The agency's annual State of Food and Agriculture report, which was released today in Rome, includes a review of the current global and regional agricultural situation, world trade, commodity prices and the implications for agriculture of the Fourth World Trade Organization (WTO) Ministerial Conference.

In the special chapter on harvesting carbon sequestration through land-use change, FAO says an estimated 80 per cent of global carbon stocks are stored in soils or forests and that a considerable amount of the mineral originally contained in those areas has been released as a result of agricultural and forestry activities and deforestation.

Agriculture and forestry practices confine and fix carbon into the soil, plants and trees through photosynthesis, reducing atmospheric greenhouse gases.

According to the report, farming and forestry activities have the potential to counteract the effect of emissions made elsewhere by reducing deforestation, generating increased forest stocks, adopting agroforestry schemes, reducing soil degradation and rehabilitating degraded forests.

A separate section examining the role of agriculture and land in the provision of global public goods says that farming, fisheries and forestry have an importance beyond that of providing the world with food and raw materials necessary for survival and well-being and ensuring the livelihoods of farmers, fishermen and foresters worldwide.
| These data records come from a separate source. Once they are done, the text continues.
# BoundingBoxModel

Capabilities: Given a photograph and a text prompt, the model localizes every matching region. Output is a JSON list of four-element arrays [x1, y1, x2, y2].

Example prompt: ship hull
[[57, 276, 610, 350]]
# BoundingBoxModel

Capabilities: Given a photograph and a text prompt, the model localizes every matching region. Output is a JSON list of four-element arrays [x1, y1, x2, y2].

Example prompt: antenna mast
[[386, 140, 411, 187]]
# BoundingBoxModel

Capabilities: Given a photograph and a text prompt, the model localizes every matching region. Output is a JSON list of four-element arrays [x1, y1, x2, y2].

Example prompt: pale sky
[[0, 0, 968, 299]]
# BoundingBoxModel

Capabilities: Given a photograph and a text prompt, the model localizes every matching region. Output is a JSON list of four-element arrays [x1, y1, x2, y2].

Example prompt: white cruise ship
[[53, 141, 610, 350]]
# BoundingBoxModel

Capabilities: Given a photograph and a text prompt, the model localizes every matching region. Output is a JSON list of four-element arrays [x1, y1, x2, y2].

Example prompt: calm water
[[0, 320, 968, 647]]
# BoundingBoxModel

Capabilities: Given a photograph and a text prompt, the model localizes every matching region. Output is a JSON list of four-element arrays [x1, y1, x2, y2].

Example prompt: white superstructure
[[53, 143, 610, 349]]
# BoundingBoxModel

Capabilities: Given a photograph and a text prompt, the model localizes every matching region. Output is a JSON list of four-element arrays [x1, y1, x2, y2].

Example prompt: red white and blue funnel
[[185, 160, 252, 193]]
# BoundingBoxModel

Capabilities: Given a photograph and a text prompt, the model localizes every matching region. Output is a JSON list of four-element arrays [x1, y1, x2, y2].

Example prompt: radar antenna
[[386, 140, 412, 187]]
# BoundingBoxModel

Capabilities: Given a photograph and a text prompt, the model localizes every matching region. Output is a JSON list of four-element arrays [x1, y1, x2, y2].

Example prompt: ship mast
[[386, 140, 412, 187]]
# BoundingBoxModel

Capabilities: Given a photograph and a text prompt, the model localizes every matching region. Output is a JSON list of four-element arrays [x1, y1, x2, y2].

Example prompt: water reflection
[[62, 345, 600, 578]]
People employed in these sectors of the economy play a role in managing resources that benefit the world at large. "Through proper management of these resources, farmers, fishermen and foresters provide a range of benefits to others, such as landscape conservation, watershed protection, biodiversity conservation, ecosystem stability and maintenance of fish stocks," the report says.

While these public goods are widely recognized as benefiting large numbers of people, they cannot be expected for free, the report says. Some public goods are global in nature and benefit all of humanity. But because so many people benefit from these public goods without paying, the report concludes that "mechanisms for compensating the providers are necessary to ensure that socially desirable levels of the good will be provided."